The main point I am trying to make here is... before looking at logs, etc... ask yourself how important "security" is to you from your personal perspective. What is on the line with respect to someone compromising your system?

From a technical perspective, security is an ongoing evaluation of your runtime processes and security related data. From a runtime perspective, what is considered secure today (a specific HTTP server and version) may not be considered secure tomorrow. New server specific defects and vulnerabilities are discovered and publizied on a daily basis. In addition, the underlying OS which your server runs on must also be considered from this same perspective. So, to ask if a "server" (process) is secure is a question which yields answers which are context and time sensitive. The answer you receive today may be correct, but obsolete the very next day.

General rules of thumb:
- Always keep your OS up to date (patch)
- Always keep your web server up to date (patch)
- Come up with an intrusion detection policy which correlates directly with your view of "security". The result of your personal threat assessment. (e.g. Browse logs occassionally **to the other extreme of** having a dedicated and full time intrusion detecton process which takes action in the event of intrusion detection.)

Schlouch

I beleive that the Homeseer webserver is tight as well. Its very specialized and specific to homeseer. There are a couple of thoughts here that might help:

* As stated by others, if you have your Homeseer open to the internet on port 80, sooner or later, a bot, or someone with too much time on their hands, will attempt to connect. and you will see a log entry. It is highly unlikely they will try again and again to break in. Use a decent password with letters and numbers. Don't allow guest.

* You can limit your exposure even more than your are. Use a personal firewall on the PC in addition to your router. I like Zonealarm. With zonealarm you can configure Homeseer as the one and only application allowed to take web traffic as a server. If any other apps have web server functionality, use the zone alarm config to deny them the opportunity to ever try. Call me paranoid, but its soemthing you can do, its easy, and its free, and then you know.
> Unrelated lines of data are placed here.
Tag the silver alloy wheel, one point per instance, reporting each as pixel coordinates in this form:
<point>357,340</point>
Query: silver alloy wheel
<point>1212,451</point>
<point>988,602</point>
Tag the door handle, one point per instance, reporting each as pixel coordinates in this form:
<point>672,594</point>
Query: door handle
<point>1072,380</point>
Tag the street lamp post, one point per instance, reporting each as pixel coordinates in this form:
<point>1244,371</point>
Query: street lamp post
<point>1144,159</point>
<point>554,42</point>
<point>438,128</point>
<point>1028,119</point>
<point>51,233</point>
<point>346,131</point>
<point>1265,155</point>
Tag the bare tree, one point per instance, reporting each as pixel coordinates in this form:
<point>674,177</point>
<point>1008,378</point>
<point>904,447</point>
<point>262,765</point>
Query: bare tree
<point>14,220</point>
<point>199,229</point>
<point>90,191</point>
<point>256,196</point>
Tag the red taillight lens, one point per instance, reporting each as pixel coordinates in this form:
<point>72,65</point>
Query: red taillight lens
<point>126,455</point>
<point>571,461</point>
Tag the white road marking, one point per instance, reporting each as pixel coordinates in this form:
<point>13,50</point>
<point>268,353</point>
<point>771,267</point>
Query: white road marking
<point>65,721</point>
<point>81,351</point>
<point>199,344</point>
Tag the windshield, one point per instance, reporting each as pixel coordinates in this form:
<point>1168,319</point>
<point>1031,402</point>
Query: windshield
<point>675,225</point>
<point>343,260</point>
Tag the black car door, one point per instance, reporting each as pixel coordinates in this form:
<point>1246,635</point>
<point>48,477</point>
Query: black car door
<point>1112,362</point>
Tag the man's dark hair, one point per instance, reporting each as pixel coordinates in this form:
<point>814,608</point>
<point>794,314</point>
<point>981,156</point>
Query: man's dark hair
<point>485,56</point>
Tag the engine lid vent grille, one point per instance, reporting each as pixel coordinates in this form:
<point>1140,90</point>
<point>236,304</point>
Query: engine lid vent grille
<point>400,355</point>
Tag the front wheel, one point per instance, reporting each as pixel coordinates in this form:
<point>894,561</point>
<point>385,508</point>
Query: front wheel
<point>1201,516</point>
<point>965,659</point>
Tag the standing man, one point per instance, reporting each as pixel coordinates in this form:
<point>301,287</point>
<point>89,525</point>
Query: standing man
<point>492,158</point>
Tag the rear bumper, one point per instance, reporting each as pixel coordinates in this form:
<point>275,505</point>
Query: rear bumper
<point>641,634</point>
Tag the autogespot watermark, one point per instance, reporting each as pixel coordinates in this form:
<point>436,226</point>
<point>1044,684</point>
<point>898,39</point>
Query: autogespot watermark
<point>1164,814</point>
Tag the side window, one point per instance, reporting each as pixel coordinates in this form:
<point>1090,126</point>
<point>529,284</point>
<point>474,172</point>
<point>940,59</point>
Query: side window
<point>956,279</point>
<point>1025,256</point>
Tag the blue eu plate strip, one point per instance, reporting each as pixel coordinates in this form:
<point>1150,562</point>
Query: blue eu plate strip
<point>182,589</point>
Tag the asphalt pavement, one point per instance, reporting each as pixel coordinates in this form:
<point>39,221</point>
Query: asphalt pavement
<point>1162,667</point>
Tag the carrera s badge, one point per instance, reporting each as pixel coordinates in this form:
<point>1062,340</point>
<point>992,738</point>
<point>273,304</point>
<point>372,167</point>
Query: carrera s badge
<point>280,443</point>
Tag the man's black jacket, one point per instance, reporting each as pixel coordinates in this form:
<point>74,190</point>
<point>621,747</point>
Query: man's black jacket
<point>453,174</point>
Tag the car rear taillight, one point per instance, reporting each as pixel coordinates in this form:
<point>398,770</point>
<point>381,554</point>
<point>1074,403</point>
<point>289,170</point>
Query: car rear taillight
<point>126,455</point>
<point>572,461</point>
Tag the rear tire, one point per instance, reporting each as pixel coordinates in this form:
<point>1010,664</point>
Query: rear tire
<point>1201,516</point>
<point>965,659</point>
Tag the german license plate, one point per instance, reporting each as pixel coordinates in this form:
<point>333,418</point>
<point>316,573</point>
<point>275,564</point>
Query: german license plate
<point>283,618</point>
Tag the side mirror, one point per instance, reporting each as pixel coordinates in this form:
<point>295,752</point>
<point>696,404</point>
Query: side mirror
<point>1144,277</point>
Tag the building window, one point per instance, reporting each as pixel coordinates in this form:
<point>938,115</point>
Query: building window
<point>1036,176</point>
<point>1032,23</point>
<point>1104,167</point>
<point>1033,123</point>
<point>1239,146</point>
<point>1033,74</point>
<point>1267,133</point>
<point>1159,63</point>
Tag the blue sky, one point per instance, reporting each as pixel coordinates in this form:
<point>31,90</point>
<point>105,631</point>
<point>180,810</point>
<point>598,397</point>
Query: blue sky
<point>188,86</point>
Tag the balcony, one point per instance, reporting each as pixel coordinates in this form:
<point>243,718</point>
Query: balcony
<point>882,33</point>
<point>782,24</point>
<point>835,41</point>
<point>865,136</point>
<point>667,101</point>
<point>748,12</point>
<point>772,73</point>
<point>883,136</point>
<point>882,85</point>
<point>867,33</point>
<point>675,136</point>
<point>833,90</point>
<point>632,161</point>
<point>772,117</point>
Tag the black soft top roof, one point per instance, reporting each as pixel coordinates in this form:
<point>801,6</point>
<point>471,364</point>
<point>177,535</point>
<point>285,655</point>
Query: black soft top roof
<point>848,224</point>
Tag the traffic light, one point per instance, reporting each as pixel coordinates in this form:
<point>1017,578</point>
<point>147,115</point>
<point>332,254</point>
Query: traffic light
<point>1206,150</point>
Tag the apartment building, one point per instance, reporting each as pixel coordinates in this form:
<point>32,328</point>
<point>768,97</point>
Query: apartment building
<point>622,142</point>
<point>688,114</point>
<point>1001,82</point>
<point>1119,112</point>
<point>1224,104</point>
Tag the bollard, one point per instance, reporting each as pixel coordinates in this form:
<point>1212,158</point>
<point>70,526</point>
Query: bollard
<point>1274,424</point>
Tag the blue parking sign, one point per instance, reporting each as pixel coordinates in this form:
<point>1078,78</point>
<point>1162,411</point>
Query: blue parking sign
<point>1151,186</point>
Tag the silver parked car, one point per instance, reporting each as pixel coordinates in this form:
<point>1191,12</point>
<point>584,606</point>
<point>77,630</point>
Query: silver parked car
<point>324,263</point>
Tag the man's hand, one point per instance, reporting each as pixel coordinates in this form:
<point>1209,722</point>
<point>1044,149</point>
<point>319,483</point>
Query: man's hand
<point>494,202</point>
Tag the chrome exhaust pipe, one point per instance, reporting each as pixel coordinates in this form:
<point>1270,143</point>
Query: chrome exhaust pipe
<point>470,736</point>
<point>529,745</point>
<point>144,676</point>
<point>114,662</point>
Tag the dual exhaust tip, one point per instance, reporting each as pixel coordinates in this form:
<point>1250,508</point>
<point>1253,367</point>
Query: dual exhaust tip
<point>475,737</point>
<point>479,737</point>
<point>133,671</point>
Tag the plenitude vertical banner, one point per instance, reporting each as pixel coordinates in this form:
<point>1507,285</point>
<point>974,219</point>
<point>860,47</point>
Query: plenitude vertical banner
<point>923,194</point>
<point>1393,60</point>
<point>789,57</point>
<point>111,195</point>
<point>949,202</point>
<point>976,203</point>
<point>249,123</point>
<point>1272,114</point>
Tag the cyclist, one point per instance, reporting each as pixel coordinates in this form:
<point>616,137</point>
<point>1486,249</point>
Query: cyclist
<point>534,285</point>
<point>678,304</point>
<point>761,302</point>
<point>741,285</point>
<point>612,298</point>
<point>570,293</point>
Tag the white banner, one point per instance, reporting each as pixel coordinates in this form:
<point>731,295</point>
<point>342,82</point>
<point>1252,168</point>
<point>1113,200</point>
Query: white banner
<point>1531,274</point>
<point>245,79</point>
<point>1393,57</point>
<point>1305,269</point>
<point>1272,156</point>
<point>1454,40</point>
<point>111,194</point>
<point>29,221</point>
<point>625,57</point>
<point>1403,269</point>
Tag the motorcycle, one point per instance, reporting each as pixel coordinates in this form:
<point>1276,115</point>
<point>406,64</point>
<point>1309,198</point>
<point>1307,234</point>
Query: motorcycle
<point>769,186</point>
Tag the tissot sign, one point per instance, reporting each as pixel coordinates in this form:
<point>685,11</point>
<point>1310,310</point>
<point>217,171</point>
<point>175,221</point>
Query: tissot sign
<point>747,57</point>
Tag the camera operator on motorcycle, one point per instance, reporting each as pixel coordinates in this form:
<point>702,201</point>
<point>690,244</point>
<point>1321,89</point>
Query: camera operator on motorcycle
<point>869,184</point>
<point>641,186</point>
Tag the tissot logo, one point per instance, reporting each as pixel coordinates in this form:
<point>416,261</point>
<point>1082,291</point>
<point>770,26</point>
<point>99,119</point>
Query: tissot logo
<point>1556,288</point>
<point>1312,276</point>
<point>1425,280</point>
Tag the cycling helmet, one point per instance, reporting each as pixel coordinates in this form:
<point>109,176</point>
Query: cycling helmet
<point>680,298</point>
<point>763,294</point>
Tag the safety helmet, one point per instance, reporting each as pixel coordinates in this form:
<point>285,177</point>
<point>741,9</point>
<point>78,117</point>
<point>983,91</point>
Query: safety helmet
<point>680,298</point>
* I have a dlink router that provides a log of denied traffic, and initially was amazed at how many times an hour, let alone a day, people port sweep my ip address. With zonelarm on my PC, i have assured myself none of that gets through. I just stop looking. Ok, I look every now and then.... : )

I am going to keep zone alarm on port 80 as my business network blocks other ports. I am sure I will be fine.

Paul

You may be over estimating the ability of zonealarm. It will stop new applications from connecting to the net, and tell you when an application is launched that the application has been changed, but it may be ineffective against server exploits.

I currently use Zonealarm Free and Zonealarm Integrity on different systems. I have also used Black ice defender, and have tested all 3 as inbound and outbound firewalls. While they all have different tweaks and extras; all 3 are indistinguishable and perfectly effective as client firewalls. I stand by what I wrote.